Us the internet. It’s a goldmine. Expand your education while spending as little money as possible. The internet is filled with wonderful resources covering everything from technical skills to marketing ideas.
Read. While the internet is wonderful and dynamic, nothing beats the wisdom you can acquire from reading a thoughtfully written book.
Ingredient Number Three: Home Studio
You will need to be able to record yourself and edit your audio. Technology can be daunting, but it’s part of your world now. Embrace it. I’m being purposefully vague in this section because I want you to research these things before you buy them. There will be many opportunities for you to spend money. For now, try to spend as little as you can on audio gear. You can always upgrade your kit when you are better informed and making money.
You will need:
- A microphone. A large diaphragm condenser mic if you can afford it. If not, a USB mic is fine. My first mic was a $10 desktop mic from Radio Shack, similar to what you might use for a zoom call today. Not great, but fine if you’re on a budget and want to test the waters. You cannot use a $10 microphone to produce professional recordings. It’s just for practice before you make a larger investment. I can’t recommend a mic here because that’s a long conversation. Do some research with the resources in Part 2 and you’ll soon know what I mean.
- Recording software, or DAW (digital audio workstation). Check out Audacity. It’s free!
- Audio Interface: You may need this depending on the mic you’re using. If you have a USB mic the interface is built in.
- A Pop filter: to place between your mouth and the mic so that you don’t POP your P’s and your B’s or FOOFF your “F’s”
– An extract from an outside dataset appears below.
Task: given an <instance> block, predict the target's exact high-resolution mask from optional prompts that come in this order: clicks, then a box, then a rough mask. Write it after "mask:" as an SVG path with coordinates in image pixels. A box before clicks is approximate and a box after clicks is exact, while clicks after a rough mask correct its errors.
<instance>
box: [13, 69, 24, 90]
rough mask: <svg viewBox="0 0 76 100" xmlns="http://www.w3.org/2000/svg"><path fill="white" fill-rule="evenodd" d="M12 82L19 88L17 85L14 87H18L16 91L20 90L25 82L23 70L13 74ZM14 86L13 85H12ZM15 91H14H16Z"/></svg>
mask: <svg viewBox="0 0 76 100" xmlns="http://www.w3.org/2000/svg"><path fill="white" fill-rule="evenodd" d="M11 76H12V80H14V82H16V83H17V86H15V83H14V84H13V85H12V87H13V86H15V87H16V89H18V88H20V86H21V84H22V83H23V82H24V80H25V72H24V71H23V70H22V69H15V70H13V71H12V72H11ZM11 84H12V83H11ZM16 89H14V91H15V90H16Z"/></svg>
- A reasonably quiet space to record your audio. This can be a closet or a basement or just a quiet space. Don’t even worry about acoustics too much at this point. You just need to get your voice into the computer without tons of extraneous noise around you. As you progress you will need to improve your acoustic environment. For now, don’t worry about it too much.
Ingredient Number Four: Community
Community is your cornerstone. I’d say this is the most important of the four ingredients. Your voiceover community is where you will turn for information, inspiration, and camaraderie. Even though you will often work alone in the safe confines of your own little nook in your home, your chances of success will be limited if you do not have a community. It really does take a village. I speak from experience here. See Part 2 for some resources.